L'ex ministro Giulio Terzi di Sant'Agata: "Governo troppo impegnato in beghe da cortile"

"Non conoscono la politica estera"

Silenzio. O dichiarazioni generiche. «Da anime belle che non sanno cosa sia la politica estera», graffia Giulio Terzi di Sant'Agata, ministro degli Esteri nel governo Monti dopo una lunga carriera diplomatica ad altissimo livello. «I nostri leader, a cominciare da Di Maio, sono tropo impegnati nelle beghe del cortile italiano e non si rendono conto o, peggio, non vogliono capire cosa sta avvenendo fuori».

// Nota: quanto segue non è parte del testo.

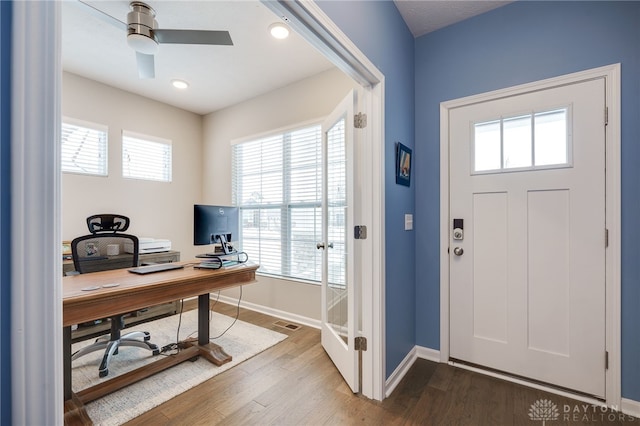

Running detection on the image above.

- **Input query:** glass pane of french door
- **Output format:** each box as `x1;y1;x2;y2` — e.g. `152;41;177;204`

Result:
325;117;347;343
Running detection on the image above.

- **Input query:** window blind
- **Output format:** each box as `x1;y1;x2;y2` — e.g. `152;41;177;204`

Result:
61;118;108;176
232;124;322;282
122;131;172;182
326;118;346;288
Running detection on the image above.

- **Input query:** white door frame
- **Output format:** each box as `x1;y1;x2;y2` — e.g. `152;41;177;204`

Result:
439;64;621;407
10;1;63;423
262;1;386;400
10;1;386;421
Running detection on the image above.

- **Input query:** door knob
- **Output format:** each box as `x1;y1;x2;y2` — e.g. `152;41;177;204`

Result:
316;242;334;250
453;247;464;256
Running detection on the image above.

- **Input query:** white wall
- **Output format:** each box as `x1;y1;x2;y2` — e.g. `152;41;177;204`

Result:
61;72;203;260
202;68;358;321
62;68;356;321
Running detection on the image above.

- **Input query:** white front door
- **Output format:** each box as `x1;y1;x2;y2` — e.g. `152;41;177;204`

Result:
449;78;606;398
319;91;358;392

Viviamo giorni convulsi: è in arrivo una nuova guerra?

«Cominciamo col dire che gli iraniani sono calcolatori. Messianici, ma calcolatori. Erano convinti che gli americani non avrebbero reagito e continuavano ad alzare la posta, in una continua escalation. Invece la risposta è arrivata».

Una risposta appropriata?

«Direi di sì. Non c'erano molte altre scelte. L'Iran è uno stato terrorista e parallelamente solo negli ultimi 15 giorni la repressione interna, durissima, ha fatto 1500 morti».

Un'ecatombe.

«È incredibile, ma solo l'Italia, a partire da Renzi e Gentiloni, ha fatto finto di non vedere questa realtà sanguinaria e fanatica che mette a rischio la pace globale. Noi siamo arrivati, in un mix nefasto di buonismo e approssimazione, a tenere manovre congiunte della nostra Marina militare con quella di Teheran. Sono cose da non credere, è imbarazzante la faciloneria con cui ci siamo confrontati con un Paese che sta sviluppando un piano atomico clandestino ed è a un passo dalla bomba nucleare. Del resto, negli ultimi mesi siamo riusciti a spalleggiare contro ogni evidenza e contro i nostri stessi interessi il regime dispotico di Maduro in Venezuela».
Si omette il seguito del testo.